2) for tomorrow I would bet the neurologist sticks to the main causes. It would be good for you to understand what those are and if there is a possibility you might fall into one of those categories so take notes as you research and write questions to ask the doctor.

3) If you haven't already start a journal. Include things like date, times, food, activity, alcohol (and amount) as you need to see if there is a pattern emerging as to possible triggers.

4) If possible bring someone with you to the appointment to take notes so you can just listen.

5) Let us know what happened so we can provide feedback. Good luck!
carol

So the nuero appointment was good, I think. She ordered a mri with contrast right away. She said it could be inflammation of my spine of my brain. She ordered more blood work and said that she is determined to get to the bottom of this.

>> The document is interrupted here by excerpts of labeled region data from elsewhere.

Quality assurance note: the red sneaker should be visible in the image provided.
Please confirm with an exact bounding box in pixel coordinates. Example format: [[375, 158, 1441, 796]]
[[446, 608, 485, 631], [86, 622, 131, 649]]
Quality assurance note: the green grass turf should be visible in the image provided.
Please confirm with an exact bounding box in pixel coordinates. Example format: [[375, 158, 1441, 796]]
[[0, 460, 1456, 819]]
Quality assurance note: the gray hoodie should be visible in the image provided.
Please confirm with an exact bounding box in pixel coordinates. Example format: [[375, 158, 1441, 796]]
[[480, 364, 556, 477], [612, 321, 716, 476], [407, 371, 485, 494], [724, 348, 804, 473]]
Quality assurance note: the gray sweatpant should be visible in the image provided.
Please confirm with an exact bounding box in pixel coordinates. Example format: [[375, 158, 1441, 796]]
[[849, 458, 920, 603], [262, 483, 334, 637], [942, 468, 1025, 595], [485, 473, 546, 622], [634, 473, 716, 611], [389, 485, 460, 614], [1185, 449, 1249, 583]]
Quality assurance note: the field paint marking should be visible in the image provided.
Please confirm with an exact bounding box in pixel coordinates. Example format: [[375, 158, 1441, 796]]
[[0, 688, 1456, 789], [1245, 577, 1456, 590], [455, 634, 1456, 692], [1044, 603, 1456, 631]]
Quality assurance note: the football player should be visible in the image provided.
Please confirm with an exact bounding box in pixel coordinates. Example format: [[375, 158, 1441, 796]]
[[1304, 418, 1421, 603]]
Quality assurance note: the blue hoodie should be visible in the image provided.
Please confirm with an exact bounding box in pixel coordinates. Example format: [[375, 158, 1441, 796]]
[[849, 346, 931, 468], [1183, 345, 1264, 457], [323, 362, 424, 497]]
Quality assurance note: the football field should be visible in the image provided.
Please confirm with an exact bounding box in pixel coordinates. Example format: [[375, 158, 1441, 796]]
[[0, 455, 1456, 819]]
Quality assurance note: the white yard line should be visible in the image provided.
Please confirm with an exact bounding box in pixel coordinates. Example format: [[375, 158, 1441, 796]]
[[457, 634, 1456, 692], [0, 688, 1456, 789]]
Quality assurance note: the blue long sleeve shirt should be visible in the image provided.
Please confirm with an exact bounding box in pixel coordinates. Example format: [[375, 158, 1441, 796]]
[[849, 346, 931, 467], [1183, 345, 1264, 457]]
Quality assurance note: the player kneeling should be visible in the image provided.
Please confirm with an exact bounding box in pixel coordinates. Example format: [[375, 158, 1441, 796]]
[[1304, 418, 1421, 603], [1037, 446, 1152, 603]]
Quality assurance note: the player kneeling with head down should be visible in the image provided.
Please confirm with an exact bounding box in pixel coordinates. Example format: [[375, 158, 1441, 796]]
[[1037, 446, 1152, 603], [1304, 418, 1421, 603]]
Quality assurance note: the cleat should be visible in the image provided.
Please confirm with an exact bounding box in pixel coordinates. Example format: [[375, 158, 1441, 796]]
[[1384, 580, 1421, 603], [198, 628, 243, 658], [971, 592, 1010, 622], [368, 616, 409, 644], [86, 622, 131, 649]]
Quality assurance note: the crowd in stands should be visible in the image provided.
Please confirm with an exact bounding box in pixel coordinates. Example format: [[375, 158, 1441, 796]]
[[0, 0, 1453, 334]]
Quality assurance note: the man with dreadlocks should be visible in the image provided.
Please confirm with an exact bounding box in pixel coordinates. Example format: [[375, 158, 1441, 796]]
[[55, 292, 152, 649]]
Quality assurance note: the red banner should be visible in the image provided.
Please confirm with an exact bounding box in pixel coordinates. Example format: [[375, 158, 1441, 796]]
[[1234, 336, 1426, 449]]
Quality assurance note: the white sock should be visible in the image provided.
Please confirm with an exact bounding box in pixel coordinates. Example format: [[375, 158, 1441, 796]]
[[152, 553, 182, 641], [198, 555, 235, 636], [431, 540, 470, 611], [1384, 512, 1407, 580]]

I should have brought my hubby with me.
I feel like the numbness is subsiding a little bit and the electric shock feeling is so real... I feel it in my arms, neck, legs. It makes me heart kip a beat and gives me instant anxiety.

Doc also gave me gabapentin does it work??
If so, what are the regulations with drinking? I don’t drink a lot but have an occasional glass of wine..

Just a few random thoughts expressing my opinions only...

Anxiety and stress when the condition first develops will make the symptoms 10x worse. First and foremost, do whatever you can to try not to stress about it. If it helps, I'm almost five years into the onset of my symptoms, and it has not worsened. My symptoms have morphed and changed, but they don't disrupt my life unless I'm having a flare and am uncomfortable. I'm definitely not in the agony I was when it first developed, and I was horribly stressed out about it.

Secondly, if your symptoms are not horrible and not impacting your life terribly, consider gabapentin to be optional. Neuros will always prescribe it to try to help with symptoms, but as with any drug, there can be ramifications. There are stories here on Neurotalk of people trying to wean themselves off it. Be sure you understand all the possible side effects so you can make an educated decision on whether to go down that path. I opted not to and am happy I did. Should my symptoms ever get worse and I do need to take something, I will have that to fall back on. For right now, though, it's not necessary.

Ok, thanks I am going to try it for now and see if it helps. I am willing to try anything at this point.
Its hard to not let it disrupt my life. I feel like crap and worried constantly about what it could be. I have been taking klonopin every other day to help with some anxiety.
I see you are from Maryland, what area? do you like your Nuero?